5 Replies Latest reply: Apr 4, 2012 8:27 PM by Blaidd Drwg
Sobz Level 1 Level 1 (0 points)

Hi All,

 

 

Any help here would be greatly appreciated!!

 

We are running XSAN 2.2.2 with three MDC's and a dozen or so clients. We have recently changed our Directory Services throughout the business from Open Directory to Active Directory, with the aim of OD being decommissioned. The last part of the migration is the SAN.

 

I am unsure of the best way to change the Directory Services on the MDC's so a new search policy is created.

 

I have tried simply shutting the SAN down and leaving only the primary MDC running, then unbinding from OD, deleting relevant Search Policys etc and joining the AD Domain. But as expected, the MDC just reports " Incorrect Search Policy " and continues to want my OD server.

 

I'm presuming somewhere there are some config files that hold this info?!?! Can anybody point me in the right direction and best practise?

 

Thanks again

  • Strontium90 Level 4 Level 4 (3,615 points)
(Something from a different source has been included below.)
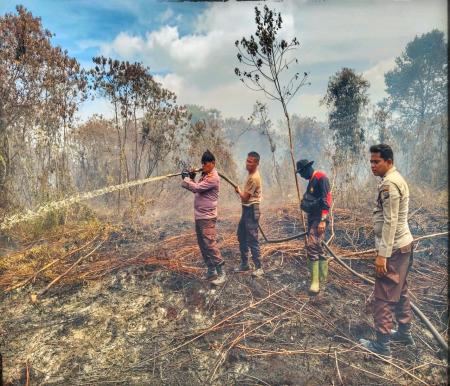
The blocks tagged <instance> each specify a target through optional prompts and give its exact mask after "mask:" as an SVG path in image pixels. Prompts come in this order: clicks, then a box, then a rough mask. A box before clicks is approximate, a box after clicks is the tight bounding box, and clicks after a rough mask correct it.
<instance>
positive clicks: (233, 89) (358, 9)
mask: <svg viewBox="0 0 450 386" xmlns="http://www.w3.org/2000/svg"><path fill="white" fill-rule="evenodd" d="M255 5H260V6H261V5H262V3H261V4H258V3H247V2H226V3H211V4H210V5H209V6H208V7H207V8H206V9H205V10H204V11H203V12H202V13H200V14H199V15H198V17H197V19H196V20H195V23H194V25H193V27H192V29H191V31H192V32H191V33H189V34H186V35H182V34H181V33H180V29H179V28H178V26H177V25H171V26H169V25H165V26H163V27H161V28H159V29H157V30H152V31H148V32H147V33H145V34H141V35H133V34H131V33H127V32H121V33H120V34H118V35H117V36H116V37H115V39H113V40H112V41H111V42H109V43H107V44H104V45H103V47H102V51H103V53H104V54H107V55H111V56H116V57H117V56H118V57H120V58H122V59H127V60H142V61H143V62H144V64H146V65H148V66H150V68H151V70H153V71H156V72H163V73H167V74H166V75H164V76H158V77H156V78H157V80H158V81H160V82H161V83H162V84H163V85H164V87H166V88H168V89H170V90H172V91H174V92H175V93H176V94H177V95H178V97H179V98H178V101H179V102H180V103H194V104H202V105H204V106H205V107H215V108H217V109H219V110H221V111H222V112H223V114H224V115H225V116H240V115H243V116H248V115H249V114H250V113H251V111H252V106H253V104H254V102H255V101H256V99H259V100H265V98H264V96H263V95H262V94H261V93H255V92H252V91H250V90H248V89H246V88H245V86H243V85H242V84H241V82H239V80H238V79H237V77H236V76H235V75H234V67H235V66H236V65H238V63H237V59H236V53H237V49H236V47H235V46H234V42H235V41H236V40H239V39H241V38H242V36H246V37H248V36H250V34H254V33H255V25H254V7H255ZM269 6H270V7H272V8H276V9H277V10H279V11H280V12H281V13H282V16H283V29H282V31H281V33H280V36H281V37H283V38H285V39H290V38H292V37H294V36H296V37H297V38H298V39H299V41H300V48H299V50H298V51H297V53H296V56H297V57H298V59H299V61H300V65H299V67H298V69H296V70H300V71H301V72H303V71H309V72H310V73H311V81H312V86H310V87H307V88H304V89H302V90H300V94H299V95H298V96H297V97H296V98H295V99H294V100H293V101H292V102H291V105H290V106H289V109H290V111H291V113H297V114H301V115H310V116H314V115H316V116H317V117H318V118H319V119H325V118H326V109H325V108H324V107H323V106H320V104H319V101H320V99H321V98H322V96H323V95H324V94H325V92H326V85H327V82H328V78H329V76H330V75H332V74H334V73H335V72H336V71H338V70H340V69H341V68H342V67H344V66H347V67H351V68H354V69H355V70H356V71H357V72H359V73H361V72H362V73H363V74H364V76H365V77H366V78H367V79H368V80H369V81H370V83H371V87H370V90H369V93H370V96H371V99H372V102H376V101H378V100H380V99H381V98H382V97H384V96H385V93H384V88H385V86H384V73H385V72H386V71H388V70H390V69H392V67H393V60H394V58H395V57H396V56H398V55H400V54H401V51H402V50H403V49H404V47H405V45H406V44H407V42H409V41H410V40H412V39H413V38H414V36H415V35H420V34H422V33H425V32H428V31H430V30H431V29H433V28H439V29H441V30H444V31H446V14H447V13H446V3H445V1H442V0H430V1H426V2H425V1H410V2H408V4H406V3H404V2H399V1H385V0H379V1H375V2H369V1H367V2H361V1H353V2H352V1H346V2H341V1H339V2H338V1H333V0H330V1H326V2H318V1H310V2H307V1H306V2H305V1H303V2H296V1H284V2H274V3H270V4H269ZM178 16H179V17H181V15H178ZM178 16H177V17H174V12H173V10H172V9H171V8H168V9H167V10H166V11H165V12H164V13H163V14H162V16H161V17H162V18H167V20H169V19H170V20H171V22H173V21H174V20H176V19H177V18H178ZM269 108H271V110H272V119H273V120H274V121H276V120H277V119H278V117H281V110H280V109H279V106H278V105H277V104H276V103H269Z"/></svg>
    The configuration files are mostly stored in /Library/Preferences/DirectoryService.  However, you might be able to rectify this by using Server Admin to depricate the server to standalone.  I am assuming the MDC is running OS X Server and was configured as Connected to.  If so, try deprecating to Standalone and then rebooting.  Then use Server Admin to initiate the process of binding to AD.  Remember, the permissions on your SAN will need to be updated to reflect the GUID values of your AD users.

  • Blaidd Drwg Level 1 Level 1 (70 points)

    So you were managing users in Xsan Admin and no longer need to because you're using AD, correct?


    If that is correct, I believe if you set the DSType value to 0 in the /Library/Filesystems/Xsan/config/config.plist on MDCs, Xsan Admin will no longer want to manage users and groups or get/set the authentication search path on the clients. You may also need to reboot the MDCs or restart servermgrd (sudo killall servermgrd) and reconnect in Xsan Admin.

     

    I would also make a backup of all files in /Library/Filesystems/Xsan/config before making changes like this. And test this procedure on a test system before doing it on the production system.

  • Sobz Level 1 Level 1 (0 points)

    Hi Strontium90, thanks for your reply. Thats correct the MDC is running 10.6 Server and is configured as ' connected to '. Although I haven't actually depreciated the server through Server Admin, I have unbound from the OD Server using Directory utilty and removed any search policies also from Directory Utility and stopped the LDAP service. I also rebooted the machine, before binding to the AD server. This, didn't work, but is this not the same thing as depreciating the server through Server Admin?

  • Sobz Level 1 Level 1 (0 points)

    Hi Blaidd Drwg, thanks for your reply.

     

    We are not managing Users in Xsan Admin or Locally, we are currently managing our users through Open Directory on a dedicated server. As a company, we have moved over to Active Directory, so I need to stop the MDC's and Clients Athenticating to our Open Directory Server and instead point towards the new Active Directory Server.

     

    Would your initial reply still be relevent in this scenario?

     

    Thanks

  • Blaidd Drwg Level 1 Level 1 (70 points)

    I think so. If the MDC was configured to manage users and groups during its initial setup, Xsan Admin will expect all systems to have the same directory services. See http://support.apple.com/kb/HT3888. You would also see "Users and Groups" in Xsan Admin rather than "Quotas".

     

    Do note if you do what I suggested you won't be able to edit "Users and Groups" in Xsan Admin any more. This probably won't matter since you're going to be using Active Directory. You could always continue administering OD users and groups in Workgroup Manager if you needed to, though.